Accurately understanding the geological and dynamic characteristics determines the recovery and life cycle of a reservoir. Several uncertainties and risks exist during the development especially for giant multi-layered sandstone reservoirs. Pilot is one of the most effective steps to manage risks and reduce uncertainty, which help better understand the reservoir, expose the conflict during development, propose corresponding surveillance plan, determine development plan, and eventually improve the reservoir performance.

This study focuses on a giant Cretaceous multi-layered sandstone reservoir in the Middle East, which started to produce since 1960s without any energy supply, and the current reservoir pressure is approaching the bubble point pressure. Therefore, water flooding is urgently needed. In order to reduce uncertainty and risks, criteria and workflow of selecting waterflood pilot is proposed by integrating the geology, dynamic data, well status, and existing facilities etc.. 4 pilots are selected and each pilot represents a typical reservoir type to better understand the performance and adaptability of different development plan. Each pilot has its own specific objectives and detailed operation plan. Finally, surveillance plans are proposed based on geological understanding, dynamic behavior, and simulation results.

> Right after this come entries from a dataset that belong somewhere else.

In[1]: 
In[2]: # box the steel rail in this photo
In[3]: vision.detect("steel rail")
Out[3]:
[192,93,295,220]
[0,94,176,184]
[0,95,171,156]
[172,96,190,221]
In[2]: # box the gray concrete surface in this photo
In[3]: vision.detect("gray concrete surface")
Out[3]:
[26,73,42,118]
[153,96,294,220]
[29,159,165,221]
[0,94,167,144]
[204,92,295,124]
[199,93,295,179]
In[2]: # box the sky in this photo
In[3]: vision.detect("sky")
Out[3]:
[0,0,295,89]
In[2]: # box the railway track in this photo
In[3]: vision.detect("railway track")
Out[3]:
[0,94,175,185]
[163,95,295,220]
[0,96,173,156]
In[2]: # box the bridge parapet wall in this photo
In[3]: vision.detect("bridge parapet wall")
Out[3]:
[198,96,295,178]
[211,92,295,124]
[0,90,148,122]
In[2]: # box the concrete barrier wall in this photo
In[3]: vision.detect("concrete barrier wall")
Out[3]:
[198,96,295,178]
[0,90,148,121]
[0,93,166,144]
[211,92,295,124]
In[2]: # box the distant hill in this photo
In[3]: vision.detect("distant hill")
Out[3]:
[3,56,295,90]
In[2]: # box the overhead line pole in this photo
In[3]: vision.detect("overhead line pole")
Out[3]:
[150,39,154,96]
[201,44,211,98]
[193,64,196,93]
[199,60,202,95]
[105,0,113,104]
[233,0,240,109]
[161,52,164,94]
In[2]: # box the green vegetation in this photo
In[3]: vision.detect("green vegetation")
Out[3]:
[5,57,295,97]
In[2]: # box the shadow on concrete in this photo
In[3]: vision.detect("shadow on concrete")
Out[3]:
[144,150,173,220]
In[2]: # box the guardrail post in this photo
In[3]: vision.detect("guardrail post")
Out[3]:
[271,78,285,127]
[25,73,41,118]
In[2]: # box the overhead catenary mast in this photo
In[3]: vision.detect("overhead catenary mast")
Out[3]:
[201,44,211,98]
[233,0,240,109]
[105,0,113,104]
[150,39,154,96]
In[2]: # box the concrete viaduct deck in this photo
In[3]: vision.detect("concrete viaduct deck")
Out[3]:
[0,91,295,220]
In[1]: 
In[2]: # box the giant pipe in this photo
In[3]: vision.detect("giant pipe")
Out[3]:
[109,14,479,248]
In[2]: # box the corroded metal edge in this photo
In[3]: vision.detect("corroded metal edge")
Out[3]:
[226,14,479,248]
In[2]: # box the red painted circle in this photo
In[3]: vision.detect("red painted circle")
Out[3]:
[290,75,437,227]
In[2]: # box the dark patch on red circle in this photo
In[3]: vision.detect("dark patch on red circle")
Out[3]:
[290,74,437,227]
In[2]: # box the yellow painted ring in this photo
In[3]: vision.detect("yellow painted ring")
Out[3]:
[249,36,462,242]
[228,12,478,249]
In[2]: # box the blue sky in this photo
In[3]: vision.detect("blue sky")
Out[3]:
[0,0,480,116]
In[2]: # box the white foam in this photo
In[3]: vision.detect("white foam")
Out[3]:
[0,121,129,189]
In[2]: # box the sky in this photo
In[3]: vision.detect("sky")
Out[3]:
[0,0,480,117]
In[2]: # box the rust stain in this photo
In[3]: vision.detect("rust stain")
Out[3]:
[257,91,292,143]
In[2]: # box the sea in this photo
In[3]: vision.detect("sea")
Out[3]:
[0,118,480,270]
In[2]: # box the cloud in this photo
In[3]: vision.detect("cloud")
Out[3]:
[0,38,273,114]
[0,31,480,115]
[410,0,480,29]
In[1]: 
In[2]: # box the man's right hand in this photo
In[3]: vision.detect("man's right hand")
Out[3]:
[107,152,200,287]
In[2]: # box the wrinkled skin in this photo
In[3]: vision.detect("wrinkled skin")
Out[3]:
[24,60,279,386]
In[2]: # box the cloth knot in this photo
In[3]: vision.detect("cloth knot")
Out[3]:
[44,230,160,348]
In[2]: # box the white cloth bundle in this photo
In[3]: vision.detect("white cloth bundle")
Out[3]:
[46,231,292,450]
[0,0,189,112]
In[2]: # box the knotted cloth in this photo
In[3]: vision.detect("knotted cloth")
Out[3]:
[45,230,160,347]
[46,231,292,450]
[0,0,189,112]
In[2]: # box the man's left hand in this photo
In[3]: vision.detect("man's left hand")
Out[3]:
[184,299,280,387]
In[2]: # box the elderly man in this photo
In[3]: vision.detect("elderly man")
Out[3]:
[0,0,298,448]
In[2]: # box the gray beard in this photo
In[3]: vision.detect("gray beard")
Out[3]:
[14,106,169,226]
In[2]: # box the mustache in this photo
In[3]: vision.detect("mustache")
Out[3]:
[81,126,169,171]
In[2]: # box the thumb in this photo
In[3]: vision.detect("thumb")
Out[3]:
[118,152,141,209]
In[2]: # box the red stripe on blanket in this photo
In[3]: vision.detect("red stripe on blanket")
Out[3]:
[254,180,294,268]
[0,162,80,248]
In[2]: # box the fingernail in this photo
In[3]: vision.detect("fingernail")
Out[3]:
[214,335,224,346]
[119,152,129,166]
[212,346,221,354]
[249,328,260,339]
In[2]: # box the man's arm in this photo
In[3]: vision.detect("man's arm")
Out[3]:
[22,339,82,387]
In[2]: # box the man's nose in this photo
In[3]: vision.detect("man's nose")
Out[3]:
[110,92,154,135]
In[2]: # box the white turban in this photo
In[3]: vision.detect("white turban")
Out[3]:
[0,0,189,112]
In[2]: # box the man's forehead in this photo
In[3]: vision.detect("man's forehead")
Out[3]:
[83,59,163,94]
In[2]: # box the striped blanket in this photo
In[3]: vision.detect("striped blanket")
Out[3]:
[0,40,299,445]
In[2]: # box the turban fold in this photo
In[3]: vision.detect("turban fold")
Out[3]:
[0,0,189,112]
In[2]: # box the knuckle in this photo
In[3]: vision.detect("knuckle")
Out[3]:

According to the proposed criteria and workflow, pilots are selected to represent good, medium, and poor reservoir quality respectively. Pilot I is selected as an example to be discussed in detail. The reasons to select this pilot, well pattern and spacing, and perforation strategy discussion are presented. Finally, surveillance is divided into different groups, and implementation plan of different types of surveillance is determined.

This study offers a comprehensive case study that supports the engineers and geologists for better understanding the reservoir and optimizing waterflooding plan for this reservoir. Moreover, it offers an integrated methodology of pilot selection and surveillance proposal for other similar oilfields.